The total office space take-up for 2021 was 197,914 sq ft, which is 47% below the five-year average and Aberdeen’s lowest level of occupational take-up since CBRE records began.  However, CBRE alone has in excess of 150,000 sq ft of transactions currently under offer that have slipped into 2022 so a strong start to this year’s take-up figure is expected.

The largest deal of both the quarter and 2021 overall was at the former Chevron House at the Hill of Rubislaw, where Ithaca Energy made the positive commitment to purchase its 96,357 sq ft office headquarters having originally intended to downsize in the building. Other notable deals for 2021 include MRS Training & Rescue taking 18,264 sq ft at Aberdeen Innovation Park, Mental Health Aberdeen taking 11,827 sq ft at Langstane House and HSE/The Met Office concluding on 11,237 sq ft at Aberdeen International Business Park in Q1.

Supply has continued to rise as the year draws to a close.
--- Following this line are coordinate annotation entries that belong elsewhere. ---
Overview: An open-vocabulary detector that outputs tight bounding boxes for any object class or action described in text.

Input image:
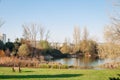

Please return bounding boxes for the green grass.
[0,67,120,80]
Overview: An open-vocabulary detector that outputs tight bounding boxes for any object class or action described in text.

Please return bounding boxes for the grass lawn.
[0,67,120,80]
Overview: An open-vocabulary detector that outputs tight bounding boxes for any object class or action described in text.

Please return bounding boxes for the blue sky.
[0,0,111,42]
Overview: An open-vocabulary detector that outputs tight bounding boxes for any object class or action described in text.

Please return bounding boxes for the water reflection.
[54,57,104,67]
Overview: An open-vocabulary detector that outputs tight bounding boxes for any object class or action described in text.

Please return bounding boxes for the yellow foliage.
[0,50,5,57]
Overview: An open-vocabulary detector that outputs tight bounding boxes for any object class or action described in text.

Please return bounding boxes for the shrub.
[0,40,4,50]
[18,44,30,56]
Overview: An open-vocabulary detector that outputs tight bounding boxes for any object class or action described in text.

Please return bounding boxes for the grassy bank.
[0,67,120,80]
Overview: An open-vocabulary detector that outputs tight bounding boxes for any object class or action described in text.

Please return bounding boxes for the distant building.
[0,33,6,43]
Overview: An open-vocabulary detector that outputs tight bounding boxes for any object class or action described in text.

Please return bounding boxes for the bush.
[0,40,4,50]
[60,64,69,69]
[18,44,30,56]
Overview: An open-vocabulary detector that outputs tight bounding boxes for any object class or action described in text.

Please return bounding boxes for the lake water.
[53,57,120,67]
[54,58,110,67]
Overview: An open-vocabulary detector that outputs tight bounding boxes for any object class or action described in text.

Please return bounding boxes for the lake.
[53,57,119,67]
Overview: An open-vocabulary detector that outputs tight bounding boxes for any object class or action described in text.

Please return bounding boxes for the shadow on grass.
[22,71,34,72]
[109,74,120,80]
[0,74,83,79]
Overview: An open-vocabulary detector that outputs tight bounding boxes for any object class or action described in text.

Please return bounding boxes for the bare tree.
[73,26,80,45]
[22,24,39,47]
[83,27,89,41]
[0,20,5,27]
[39,26,50,41]
[104,24,120,43]
[39,27,45,40]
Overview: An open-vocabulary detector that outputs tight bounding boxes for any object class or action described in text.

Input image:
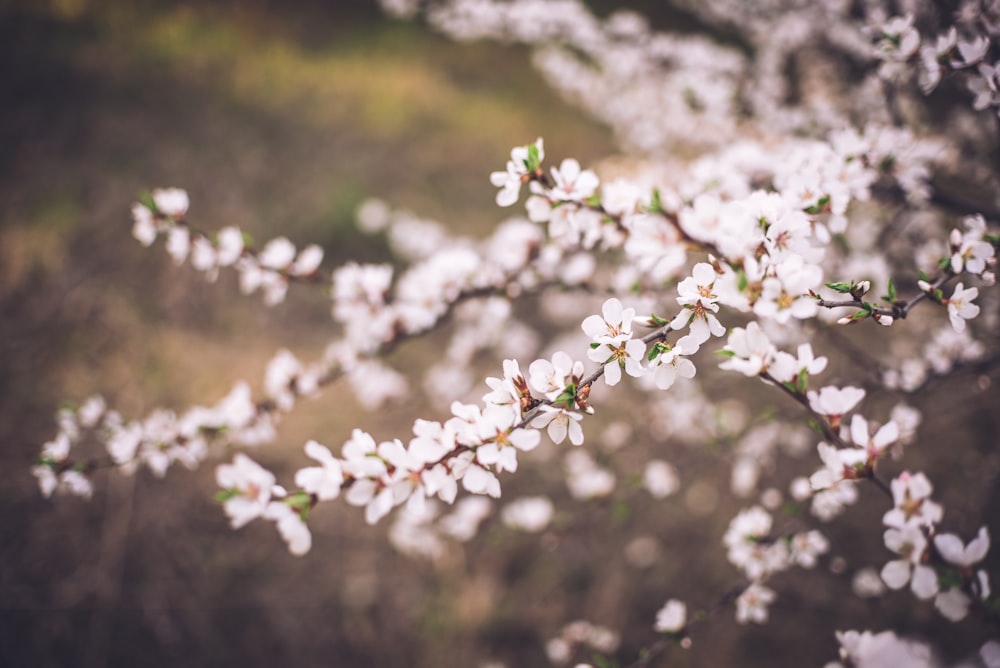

There is currently 2.793m sq ft of available office space within Aberdeen, representing a total vacancy rate of 27.93%. Crucially however, Grade A space remains at a premium as new stock continues to prove popular with occupiers. There is currently only 491,527 sq ft of available Grade A space within the Granite City, representing a vacancy rate of 4.92%. 

Amy Tyler, Associate Director from CBRE in Aberdeen, said: “Whilst deal volumes and the space transacted are down across the year, there are still many reasons to remain optimistic about the office market in Aberdeen. There are signs that the city will soon enter its recovery phase as at present there is 300,000 sq ft in live requirements for office space in the city.”